Convergence to Brownian motion integral

Question

Let $X_i$ be i.i.d with $\mathbb{E}(X_i) = 0$ and $Var(X_i) =1, \, S_n = \sum_{i=1}^n X_i$. I would like to show that $\sum_{i=1}^n \frac{f(S_i/\sqrt{n})}{n}$ converges to $\int_0^1 f(B_t)dt$ in distribution for every continuous and bounded function $f$, where $B_t$ is standard Brownian motion.
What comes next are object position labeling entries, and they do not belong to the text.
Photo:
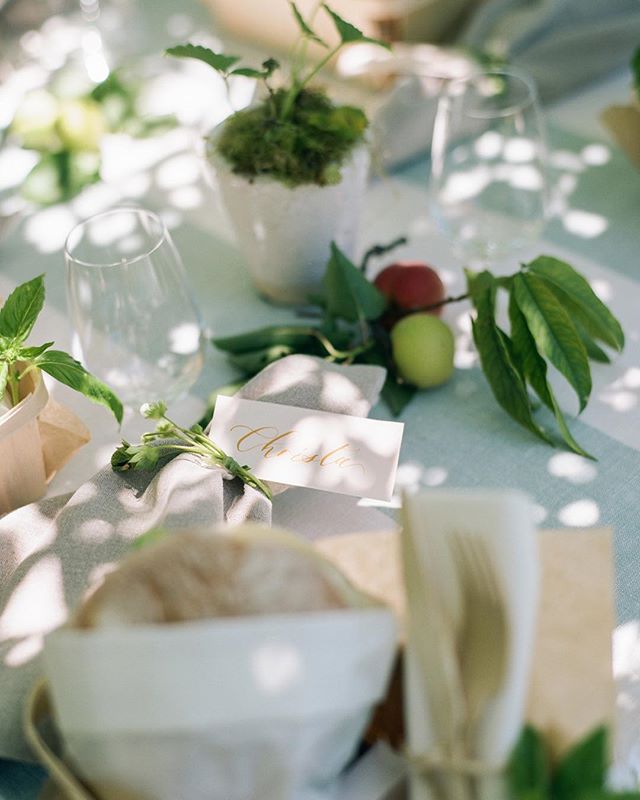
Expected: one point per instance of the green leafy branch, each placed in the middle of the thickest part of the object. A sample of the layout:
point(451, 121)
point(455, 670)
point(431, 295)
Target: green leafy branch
point(555, 320)
point(225, 64)
point(17, 318)
point(169, 440)
point(580, 775)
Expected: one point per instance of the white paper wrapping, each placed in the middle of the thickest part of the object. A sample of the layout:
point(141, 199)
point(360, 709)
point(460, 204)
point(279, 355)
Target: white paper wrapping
point(270, 707)
point(505, 522)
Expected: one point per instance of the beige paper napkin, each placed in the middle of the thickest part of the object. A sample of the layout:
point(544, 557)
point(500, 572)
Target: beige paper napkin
point(571, 687)
point(62, 434)
point(624, 124)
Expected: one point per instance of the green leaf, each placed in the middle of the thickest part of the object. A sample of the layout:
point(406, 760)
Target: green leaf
point(298, 338)
point(29, 353)
point(397, 395)
point(583, 769)
point(349, 33)
point(21, 309)
point(635, 66)
point(304, 28)
point(534, 370)
point(251, 362)
point(528, 770)
point(348, 294)
point(505, 380)
point(594, 351)
point(4, 375)
point(596, 317)
point(150, 537)
point(67, 370)
point(554, 333)
point(219, 61)
point(268, 67)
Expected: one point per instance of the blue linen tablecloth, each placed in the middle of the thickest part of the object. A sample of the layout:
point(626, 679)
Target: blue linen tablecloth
point(455, 436)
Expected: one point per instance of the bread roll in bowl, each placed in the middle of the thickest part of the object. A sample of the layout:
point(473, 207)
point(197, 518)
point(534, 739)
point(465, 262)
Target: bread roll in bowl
point(223, 572)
I would start with the following application of central limit theorem: $S^n_t \to B_t$ in distribution, where $S^n_t = \frac{1}{\sqrt{n}} \sum_{i=1}^{[nt]}X_i$. Not sure how to proceed further.

I would be grateful for any suggestion or ideas. Thanks.

Answer 1

Recall

Theorem (Donsker, 1952) Let $\{X_i\}$ be a sequence of i.i.d. zero mean square integrable random variable, with variance $1$. Let $S_n^*$ the random piecewise linear function defined on $[0,1]$ such that $S_n^*(kn^{-1})=\frac 1{\sqrt n}\sum_{j=1}^kX_i$. Then $\{S_n^*\}$ converges in law in $C[0,1]$ to $(W_t)_{0\leqslant t\leqslant 1}$.

Then use a Riemann sum approximation.